Risk factors: maternal history of HSV infection, maternal history of primary genital HSV near/at delivery, invasive fetal monitoring during delivery, preterm birth (<38 weeks). Note: Per CDC data, most mothers of infected neonates do not have a known history of genital HSV and report being asymptomatic at delivery.
Consider neonatal HSV infection in infants younger than 2 months of age (peak incidence occurs at 2-3 weeks of age) with the following symptoms:
- Fever or hypothermia
- Events concerning for seizures or changes in activity level
- Poor feeding
- Respiratory distress/apnea
- Conjunctivitis
- Mucous membrane or cutaneous vesicles
In your ED evaluation of these patients, consider obtaining the following:
- CBC, LFTs, coagulation studies
- CSF cell count, protein, glucose
o Note: CSF pleocytosis with mononuclear predominance is suggestive of HSV meningitis; however, absence of CSF leukocytosis does not rule it out.
- For definitive diagnosis, the AAP recommends obtaining the following:
o Mouth/nasopharyngeal/conjunctival/anal surface swabs for PCR or viral culture
o Swabs of skin lesions for PCR or viral culture
o CSF for HSV PCR
o Whole blood for HSV PCR
o PCR assays are preferred to cultures (more sensitive)
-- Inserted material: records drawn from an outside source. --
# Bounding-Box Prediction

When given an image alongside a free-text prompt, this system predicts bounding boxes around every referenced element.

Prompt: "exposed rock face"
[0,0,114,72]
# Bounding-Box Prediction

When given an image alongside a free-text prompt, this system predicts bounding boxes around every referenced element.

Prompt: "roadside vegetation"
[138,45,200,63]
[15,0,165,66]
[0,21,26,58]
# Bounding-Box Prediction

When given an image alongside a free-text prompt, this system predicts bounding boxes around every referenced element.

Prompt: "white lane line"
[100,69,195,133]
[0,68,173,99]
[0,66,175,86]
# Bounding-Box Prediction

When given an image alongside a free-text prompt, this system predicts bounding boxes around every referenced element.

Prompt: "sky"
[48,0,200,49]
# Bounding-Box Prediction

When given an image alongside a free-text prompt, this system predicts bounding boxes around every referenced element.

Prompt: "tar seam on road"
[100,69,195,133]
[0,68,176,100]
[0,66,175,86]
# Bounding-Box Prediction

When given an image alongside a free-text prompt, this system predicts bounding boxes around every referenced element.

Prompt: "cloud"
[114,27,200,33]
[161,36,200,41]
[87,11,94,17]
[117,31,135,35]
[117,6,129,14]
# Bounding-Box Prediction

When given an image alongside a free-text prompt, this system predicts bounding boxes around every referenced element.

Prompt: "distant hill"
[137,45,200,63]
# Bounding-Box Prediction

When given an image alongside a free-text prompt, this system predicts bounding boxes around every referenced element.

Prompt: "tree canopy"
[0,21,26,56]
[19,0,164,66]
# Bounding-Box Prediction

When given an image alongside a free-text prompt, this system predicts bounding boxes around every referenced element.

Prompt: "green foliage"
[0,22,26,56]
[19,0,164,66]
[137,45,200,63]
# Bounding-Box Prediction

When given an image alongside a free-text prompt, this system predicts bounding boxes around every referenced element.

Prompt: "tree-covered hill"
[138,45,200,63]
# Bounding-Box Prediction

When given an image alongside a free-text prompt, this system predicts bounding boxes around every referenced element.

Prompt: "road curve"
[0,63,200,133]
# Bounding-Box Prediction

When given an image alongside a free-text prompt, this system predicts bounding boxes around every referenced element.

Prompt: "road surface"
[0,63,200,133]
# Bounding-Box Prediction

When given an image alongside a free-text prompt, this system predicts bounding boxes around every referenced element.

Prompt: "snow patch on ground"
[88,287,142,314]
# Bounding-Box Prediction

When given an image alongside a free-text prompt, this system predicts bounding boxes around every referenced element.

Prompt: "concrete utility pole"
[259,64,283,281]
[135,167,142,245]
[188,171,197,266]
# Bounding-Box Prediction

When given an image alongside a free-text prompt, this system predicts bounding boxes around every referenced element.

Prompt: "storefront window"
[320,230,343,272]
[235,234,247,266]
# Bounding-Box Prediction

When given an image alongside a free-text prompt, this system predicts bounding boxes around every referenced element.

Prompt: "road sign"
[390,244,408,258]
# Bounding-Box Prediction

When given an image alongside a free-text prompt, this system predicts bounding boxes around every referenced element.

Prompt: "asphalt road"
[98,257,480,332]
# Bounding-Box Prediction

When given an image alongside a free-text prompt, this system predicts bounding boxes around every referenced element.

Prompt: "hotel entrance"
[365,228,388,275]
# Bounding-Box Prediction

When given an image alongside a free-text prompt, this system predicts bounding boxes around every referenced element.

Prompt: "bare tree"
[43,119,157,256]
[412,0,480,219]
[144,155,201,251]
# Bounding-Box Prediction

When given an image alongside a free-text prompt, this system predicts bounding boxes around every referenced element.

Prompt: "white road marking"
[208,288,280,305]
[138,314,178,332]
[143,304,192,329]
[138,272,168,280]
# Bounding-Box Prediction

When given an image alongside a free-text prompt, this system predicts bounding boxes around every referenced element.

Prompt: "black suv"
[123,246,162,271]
For patients in whom you highly suspect neonatal HSV, do not delay treatment. Empiric treatment = IV acyclovir 20mg/kg q8h. Always double check dosing with Micromedex Neofax (free through UMMC) or your friendly pediatric pharmacy specialist.
Bottom Line: Have a high index of suspicion for neonatal HSV infection in infants <2 months of age presenting with nonspecific signs and symptoms mimicking sepsis, even in the absence of fever or vesicular rash. If suspicion is high, obtain appropriate studies and begin empiric therapy with high dose IV acyclovir.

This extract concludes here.